When the history of George Ahmaogak’s reign as North Slope Borough Mayor is written, I imagine there will be as many pros as cons cited. He was first elected in 1984. He is still mayor. He was twice elected to two successive terms. Arguably, his influence on the North Slope will be felt and debated for many generations to come.
But there is one thing that can’t be debated about him. He revived and re-invigorated Inupiat dance traditions through his resurrection of Kivgiq, a dance festival now a staple of wintertime fun on the North Slope.
Inupiat dance has always been a reflection and repository of Inupiat values, histories and legends. But by the 1970s, it had fallen on hard times.
Young people were more interested in learning rock and roll. Pipeline development was bringing in money that would quickly start a cultural implosion of immense magnitude. Drugs and alcohol were becoming the dominant culture on the North Slope and traditional values were coming under siege like never before.
Add these factors to a culture already under pressure from a western society that saw no value in its traditions and actively discouraged its language, and you had all the ingredients for a complete loss of the traditional Inupiat culture.
By 1988, the North Slope was reeling from all these blows. Development that had seemed to hold such promise had come with the hidden bomb of cultural destruction. Drugs and alcohol abuse had become overwhelming problems. Traditional values were lost as families earned enough money to build their own homes and multi generational families living under one roof became rarer and rarer.
Seniors often huddled in apartments at the new senior citizen center where specific rules were enacted to protect them from drunken younger relatives. They were separated from those they should have been teaching.
It was then that George Ahmaogak, after consulting with a panel of local elders, announced the revival of the custom of Kivgiq. Ahmaogak made it clear that part of his reason for reviving this tradition was to revive pride in culture and to combat the destruction being wrought by alcohol and drugs on the families of the North Slope.
Reviving the tradition wasn’t easy. The last Kivgiq had occurred early in the 20th century. Only the oldest community members even had memories of a Kivgiq and that came from their earliest childhood. History books were scoured to find references to the festival and its traditions.
Inupiat dance, which had long been a dying art, was the centerpiece of Kivgiq. Interest in traditional dance was revived because without a dance group, you didn’t have anyone to represent your village at the festival. And there was not one village on the North Slope that wanted to be left out.
There are now as many as two to three dance groups in villages where once there had been barely one. Traditional dances such as the Kaluqaq, which had not been seen for decades, are again being performed. With the renewed interest in the dance, came renewed interest in the cultural history it carried.

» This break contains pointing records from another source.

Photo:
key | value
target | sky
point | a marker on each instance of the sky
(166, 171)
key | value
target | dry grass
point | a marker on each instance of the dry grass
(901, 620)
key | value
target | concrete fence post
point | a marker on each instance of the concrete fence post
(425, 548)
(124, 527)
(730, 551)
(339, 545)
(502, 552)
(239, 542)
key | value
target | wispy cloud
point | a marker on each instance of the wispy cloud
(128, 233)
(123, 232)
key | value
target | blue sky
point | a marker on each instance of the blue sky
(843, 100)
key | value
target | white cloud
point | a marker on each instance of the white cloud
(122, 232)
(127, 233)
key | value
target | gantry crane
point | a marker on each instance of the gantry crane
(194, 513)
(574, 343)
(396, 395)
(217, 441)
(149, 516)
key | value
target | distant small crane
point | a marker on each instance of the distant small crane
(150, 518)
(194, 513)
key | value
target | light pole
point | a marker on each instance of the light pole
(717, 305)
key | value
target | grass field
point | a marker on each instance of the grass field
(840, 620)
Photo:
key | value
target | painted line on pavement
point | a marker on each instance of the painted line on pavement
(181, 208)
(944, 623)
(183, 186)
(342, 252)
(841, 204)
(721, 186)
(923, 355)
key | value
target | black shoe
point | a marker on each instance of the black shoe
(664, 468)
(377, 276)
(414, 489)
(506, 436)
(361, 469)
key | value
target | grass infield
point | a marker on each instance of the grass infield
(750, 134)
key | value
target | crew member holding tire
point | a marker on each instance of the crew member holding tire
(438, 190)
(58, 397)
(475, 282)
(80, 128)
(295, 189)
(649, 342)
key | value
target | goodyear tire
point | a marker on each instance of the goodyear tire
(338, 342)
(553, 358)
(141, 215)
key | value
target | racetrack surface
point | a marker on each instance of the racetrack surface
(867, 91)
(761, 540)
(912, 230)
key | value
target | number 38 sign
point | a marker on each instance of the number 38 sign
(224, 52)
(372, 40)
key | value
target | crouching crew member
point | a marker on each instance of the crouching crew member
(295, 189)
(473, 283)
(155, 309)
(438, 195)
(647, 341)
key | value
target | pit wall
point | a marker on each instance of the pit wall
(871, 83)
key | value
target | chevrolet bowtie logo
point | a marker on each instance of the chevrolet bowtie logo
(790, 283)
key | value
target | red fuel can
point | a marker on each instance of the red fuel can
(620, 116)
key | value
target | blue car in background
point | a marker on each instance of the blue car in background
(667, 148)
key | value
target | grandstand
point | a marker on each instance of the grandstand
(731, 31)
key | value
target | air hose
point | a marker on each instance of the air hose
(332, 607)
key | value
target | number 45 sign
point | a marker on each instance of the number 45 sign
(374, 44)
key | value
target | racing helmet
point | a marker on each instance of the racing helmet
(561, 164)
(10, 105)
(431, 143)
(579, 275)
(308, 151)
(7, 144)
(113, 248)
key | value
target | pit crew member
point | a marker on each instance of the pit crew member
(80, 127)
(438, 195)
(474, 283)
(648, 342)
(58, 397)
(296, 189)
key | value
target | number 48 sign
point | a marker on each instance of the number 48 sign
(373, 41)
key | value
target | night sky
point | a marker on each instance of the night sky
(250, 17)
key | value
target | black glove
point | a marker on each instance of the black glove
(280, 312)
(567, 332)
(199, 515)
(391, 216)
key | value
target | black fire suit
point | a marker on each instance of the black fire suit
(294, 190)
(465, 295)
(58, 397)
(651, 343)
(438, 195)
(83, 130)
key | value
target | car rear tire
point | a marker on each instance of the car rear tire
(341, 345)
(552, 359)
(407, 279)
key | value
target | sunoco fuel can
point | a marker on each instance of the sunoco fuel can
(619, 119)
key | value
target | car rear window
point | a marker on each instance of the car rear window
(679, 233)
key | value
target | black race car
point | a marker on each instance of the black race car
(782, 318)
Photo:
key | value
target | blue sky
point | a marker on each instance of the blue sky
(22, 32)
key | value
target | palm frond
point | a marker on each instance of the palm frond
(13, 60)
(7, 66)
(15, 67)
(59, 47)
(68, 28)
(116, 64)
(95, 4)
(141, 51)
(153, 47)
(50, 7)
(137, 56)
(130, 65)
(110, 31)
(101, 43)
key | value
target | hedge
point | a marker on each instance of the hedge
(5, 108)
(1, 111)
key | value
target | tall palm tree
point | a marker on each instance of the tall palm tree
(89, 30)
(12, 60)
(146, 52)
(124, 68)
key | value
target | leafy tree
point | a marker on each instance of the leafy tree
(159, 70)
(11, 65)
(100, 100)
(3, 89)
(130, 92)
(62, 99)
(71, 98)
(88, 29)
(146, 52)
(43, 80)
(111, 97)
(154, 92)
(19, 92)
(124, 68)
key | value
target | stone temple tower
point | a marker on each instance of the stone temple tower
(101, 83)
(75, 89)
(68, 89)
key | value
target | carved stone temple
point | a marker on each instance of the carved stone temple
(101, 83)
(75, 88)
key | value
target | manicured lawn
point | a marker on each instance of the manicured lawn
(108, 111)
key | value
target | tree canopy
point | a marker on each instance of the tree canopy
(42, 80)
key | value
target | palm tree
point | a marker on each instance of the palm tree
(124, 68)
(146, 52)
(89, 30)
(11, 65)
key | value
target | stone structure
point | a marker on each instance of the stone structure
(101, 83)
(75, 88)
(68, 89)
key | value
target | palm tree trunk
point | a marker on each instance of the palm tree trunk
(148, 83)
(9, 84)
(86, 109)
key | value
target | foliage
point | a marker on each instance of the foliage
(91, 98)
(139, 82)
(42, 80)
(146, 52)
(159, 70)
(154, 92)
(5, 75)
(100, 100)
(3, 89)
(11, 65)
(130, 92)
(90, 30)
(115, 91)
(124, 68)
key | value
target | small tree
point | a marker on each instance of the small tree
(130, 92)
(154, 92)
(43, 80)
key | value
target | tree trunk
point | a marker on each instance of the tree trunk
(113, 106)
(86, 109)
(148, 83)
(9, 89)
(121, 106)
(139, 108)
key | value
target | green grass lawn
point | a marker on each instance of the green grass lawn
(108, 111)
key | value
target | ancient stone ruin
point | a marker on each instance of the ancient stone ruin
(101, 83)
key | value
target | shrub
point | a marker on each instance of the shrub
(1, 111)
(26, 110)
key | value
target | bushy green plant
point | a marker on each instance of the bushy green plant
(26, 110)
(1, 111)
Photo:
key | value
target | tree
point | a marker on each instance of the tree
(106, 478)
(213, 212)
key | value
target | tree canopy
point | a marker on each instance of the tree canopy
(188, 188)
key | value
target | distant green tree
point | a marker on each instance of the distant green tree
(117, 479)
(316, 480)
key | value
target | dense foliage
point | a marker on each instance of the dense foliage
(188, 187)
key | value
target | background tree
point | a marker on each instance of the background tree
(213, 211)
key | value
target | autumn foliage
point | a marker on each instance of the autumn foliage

At this year’s Kivgiq, there were dance groups from Hawaii, Russia and Canada. The auditorium and gym at the high school were packed with people who were having one heck of a good time without the kick of drugs or alcohol. Their kick came from the pounding of the drums and the stomping of their feet. And the dance groups at the center of it all had members as young as 3 learning once again from their Elders in the traditional way.
George Ahmaogak did not solve the North Slope’s alcohol or drug problem with his revival of Kivgiq. But he did give his community an alternative to them. And he gave young people a chance to learn pride in their traditions – traditions that had seemingly been on the brink of extinction.
George Ahmaogak, for all the arguments that can be made about his reign, deserves credit for bringing that back to his people.